Es wurde überdeutlich, dass es im aktuellen Parlament keine Mehrheit für eine Änderung gab; Sogar viele Verbündete der MFP weigerten sich, ihren Vorschlag zu unterstützen. Die öffentliche Aufmerksamkeit hatte sich in den letzten Monaten anderen politischen Themen zugewandt, beispielsweise dem digitalen Geldbörsensystem der Pheu Thai-Universität.
Jetzt wird die öffentliche Diskussion über Artikel 112 jedoch zwangsläufig neu entfacht und der Schwerpunkt erneut auf dem Recht auf freie Meinungsäußerung liegen. Dies wird von Konservativen nicht unbedingt begrüßt.
Die vollständigen Konsequenzen dieses Urteils werden bekannt sein, wenn mehr Klarheit darüber besteht, ob die MFP aufgelöst wird oder nicht. Die Auflösung der FFP im Jahr 2020 hatte eine Flut sozialer Wut ausgelöst, die zu Massenprotesten führte.

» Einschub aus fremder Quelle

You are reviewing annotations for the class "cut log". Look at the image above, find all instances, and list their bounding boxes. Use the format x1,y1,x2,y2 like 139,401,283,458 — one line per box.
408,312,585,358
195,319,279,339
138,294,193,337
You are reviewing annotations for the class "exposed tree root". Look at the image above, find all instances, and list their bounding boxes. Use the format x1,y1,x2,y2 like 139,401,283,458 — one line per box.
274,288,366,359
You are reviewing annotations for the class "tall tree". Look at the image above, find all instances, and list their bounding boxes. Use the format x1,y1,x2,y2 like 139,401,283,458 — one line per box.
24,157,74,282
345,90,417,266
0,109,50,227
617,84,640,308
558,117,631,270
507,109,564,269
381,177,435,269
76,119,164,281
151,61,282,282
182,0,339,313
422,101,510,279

Sollte dem MFP das gleiche Schicksal widerfahren, könnten sich ähnliche Ereignisse erneut abspielen.
Die Progressiven waren bereits verärgert darüber, dass ihrer Wahlsiegerpartei ein Platz in der Regierung verweigert wurde; Jetzt müssen sie die Möglichkeit befürchten, dass die Partei ganz aufgelöst werden könnte. Daher könnten sie nun das Bedürfnis verspüren, ihre Beschwerden noch einmal auf die Straße zu bringen.
Konservative hingegen mögen eine Bewegung, die ihrer Meinung nach eine geliebte Institution zunehmend angegriffen hat, nicht wohlwollend aufnehmen. Eine Auflösung des MFP wird wahrscheinlich bedeuten, dass Thailand sich auf weitere politische Turbulenzen einstellen muss, da gegnerische Seiten mit ihren unterschiedlichen Vorstellungen von der thailändischen Demokratie und der konstitutionellen Monarchie aufeinanderprallen.